映画評「路上の霊魂」

 松竹キネマ配給 松竹キネマ研究所製作
 監督・出演 村田実 指導・出演 小山内薫 脚色 牛原虚彦

 父の反対を押し切り、バイオリニストを目指して上京した浩一郎は、夢破れて妻と娘を連れて実家に戻ってくる。しかし、父は浩一郎を許さず、猛吹雪の中を家から追い出す。一方で、出獄してきた2人組が、食べ物ほしさから、金持ちの家庭に侵入しようとする。

 当時まだできたばかりの松竹キネマの中で、それまでの引き写し的な映画からの脱却を目指して、演劇界から小山内薫を招いて作られたのが、松竹キネマ研究所であった。

 「路上の霊魂」は、そんな松竹キネマ研究所の作品らしく、非常に野心的な作品である。心情を表現するのに二重写しを使ったり、2つのエピソードを対比させて「憐れみ」について考えさせるためにカット・バックを使ったりと、それまでの日本映画にはなかった試みがなされている。

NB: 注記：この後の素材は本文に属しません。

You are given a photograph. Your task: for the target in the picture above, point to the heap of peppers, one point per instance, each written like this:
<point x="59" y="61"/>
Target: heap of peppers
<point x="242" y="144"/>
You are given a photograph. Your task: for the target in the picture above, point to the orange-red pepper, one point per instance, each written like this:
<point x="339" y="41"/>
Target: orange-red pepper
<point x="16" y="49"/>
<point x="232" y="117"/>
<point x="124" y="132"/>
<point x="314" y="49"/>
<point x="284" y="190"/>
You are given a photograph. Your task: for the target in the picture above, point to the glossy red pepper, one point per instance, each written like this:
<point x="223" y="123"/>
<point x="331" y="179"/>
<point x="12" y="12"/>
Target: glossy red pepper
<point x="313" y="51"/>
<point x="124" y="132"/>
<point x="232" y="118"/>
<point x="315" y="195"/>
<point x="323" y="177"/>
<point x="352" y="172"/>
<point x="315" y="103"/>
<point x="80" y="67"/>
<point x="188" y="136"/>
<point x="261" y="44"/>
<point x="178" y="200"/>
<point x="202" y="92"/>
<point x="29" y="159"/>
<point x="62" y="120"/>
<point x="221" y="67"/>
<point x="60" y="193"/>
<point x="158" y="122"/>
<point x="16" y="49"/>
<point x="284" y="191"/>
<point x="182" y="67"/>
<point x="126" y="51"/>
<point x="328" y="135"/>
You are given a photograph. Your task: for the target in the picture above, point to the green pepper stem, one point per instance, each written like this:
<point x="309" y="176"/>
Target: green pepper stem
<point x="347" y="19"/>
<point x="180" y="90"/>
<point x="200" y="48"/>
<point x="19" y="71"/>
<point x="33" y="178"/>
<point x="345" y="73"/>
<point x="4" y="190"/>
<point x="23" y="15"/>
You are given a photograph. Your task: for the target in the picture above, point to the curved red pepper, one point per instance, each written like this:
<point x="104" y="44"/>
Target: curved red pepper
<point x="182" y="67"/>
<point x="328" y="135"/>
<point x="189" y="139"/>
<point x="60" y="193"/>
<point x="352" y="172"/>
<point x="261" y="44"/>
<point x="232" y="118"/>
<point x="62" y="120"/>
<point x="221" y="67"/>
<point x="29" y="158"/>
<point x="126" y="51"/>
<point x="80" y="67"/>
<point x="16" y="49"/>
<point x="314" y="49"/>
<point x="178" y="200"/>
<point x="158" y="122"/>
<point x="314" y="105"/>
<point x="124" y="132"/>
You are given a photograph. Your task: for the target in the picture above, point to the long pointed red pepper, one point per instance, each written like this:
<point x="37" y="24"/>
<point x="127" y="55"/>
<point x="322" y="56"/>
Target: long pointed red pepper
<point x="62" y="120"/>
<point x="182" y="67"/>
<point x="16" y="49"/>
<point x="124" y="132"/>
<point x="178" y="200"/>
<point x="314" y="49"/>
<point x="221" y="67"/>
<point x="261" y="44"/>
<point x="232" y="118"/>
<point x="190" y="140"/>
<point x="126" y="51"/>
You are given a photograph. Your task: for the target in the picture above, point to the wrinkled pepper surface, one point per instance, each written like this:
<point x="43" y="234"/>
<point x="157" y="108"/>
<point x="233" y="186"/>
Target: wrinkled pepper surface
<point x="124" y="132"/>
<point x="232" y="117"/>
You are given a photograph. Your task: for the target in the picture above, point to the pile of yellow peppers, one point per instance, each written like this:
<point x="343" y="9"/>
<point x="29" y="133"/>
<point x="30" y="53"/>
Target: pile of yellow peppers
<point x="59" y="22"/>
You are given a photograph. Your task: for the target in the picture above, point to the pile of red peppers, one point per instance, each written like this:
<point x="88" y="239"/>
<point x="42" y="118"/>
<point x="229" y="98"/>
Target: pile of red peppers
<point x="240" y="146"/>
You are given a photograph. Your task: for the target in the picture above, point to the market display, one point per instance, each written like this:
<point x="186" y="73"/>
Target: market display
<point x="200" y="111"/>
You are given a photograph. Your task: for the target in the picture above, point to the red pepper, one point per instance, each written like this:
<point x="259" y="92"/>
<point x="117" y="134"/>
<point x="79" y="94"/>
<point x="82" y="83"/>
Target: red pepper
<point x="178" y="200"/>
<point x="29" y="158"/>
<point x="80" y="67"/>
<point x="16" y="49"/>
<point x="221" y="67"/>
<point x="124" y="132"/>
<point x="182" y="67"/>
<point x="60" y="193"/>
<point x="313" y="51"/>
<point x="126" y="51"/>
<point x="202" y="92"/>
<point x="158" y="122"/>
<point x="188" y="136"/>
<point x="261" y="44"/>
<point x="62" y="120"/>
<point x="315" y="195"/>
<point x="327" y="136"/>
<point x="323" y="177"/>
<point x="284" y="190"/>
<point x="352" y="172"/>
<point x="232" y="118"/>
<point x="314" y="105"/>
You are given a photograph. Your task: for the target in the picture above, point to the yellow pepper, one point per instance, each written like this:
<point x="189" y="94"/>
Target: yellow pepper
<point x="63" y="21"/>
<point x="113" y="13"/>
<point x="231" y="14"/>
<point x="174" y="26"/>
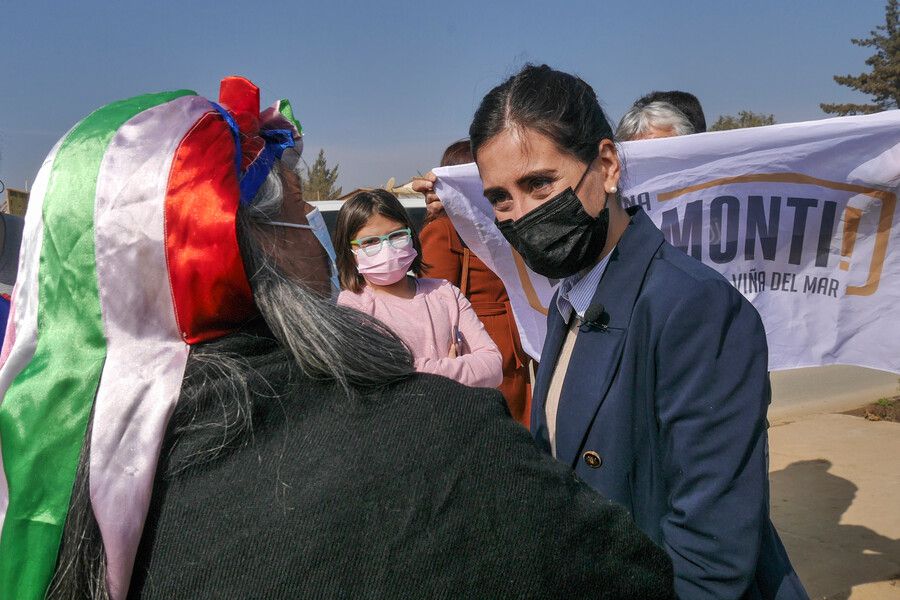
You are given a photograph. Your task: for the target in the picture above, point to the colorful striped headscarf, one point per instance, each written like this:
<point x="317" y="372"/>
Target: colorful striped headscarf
<point x="129" y="257"/>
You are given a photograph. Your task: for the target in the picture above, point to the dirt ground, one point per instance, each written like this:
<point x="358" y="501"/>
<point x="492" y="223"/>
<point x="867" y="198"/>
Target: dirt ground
<point x="885" y="409"/>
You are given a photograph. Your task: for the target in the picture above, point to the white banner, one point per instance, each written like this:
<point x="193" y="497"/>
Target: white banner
<point x="801" y="218"/>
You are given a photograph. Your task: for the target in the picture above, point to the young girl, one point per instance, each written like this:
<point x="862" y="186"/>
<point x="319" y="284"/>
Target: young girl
<point x="376" y="247"/>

 バタ臭い(西洋的、西洋かぶれである)と批判されたらしい。確かに、オープニングに大仰なタイトルが出る点がD・W・グリフィスの映画を見るようだ。金持ちの令嬢の描写もまた、当時のアメリカ映画のどこかで見たことがあるようなものだ。

 良くも悪くも、「路上の霊魂」は欧米、特にアメリカ映画の影響を受けている。そして、内容も演出も、正直言って焼き直しといってしまってもいい。だが、当時の日本映画が、この作品を特筆すべき映画として取り上げなければならない状況だったということを忘れてはならない。

 身も蓋もない言い方をしてしまうと、現在からみると、「路上の霊魂」は普通の映画だ。当時の日本映画は世界の映画と比べて独自の存在であった。私は、普通の存在である「路上の霊魂」よりも、独自の存在であった当時の他の日本映画をもっと見てみたい。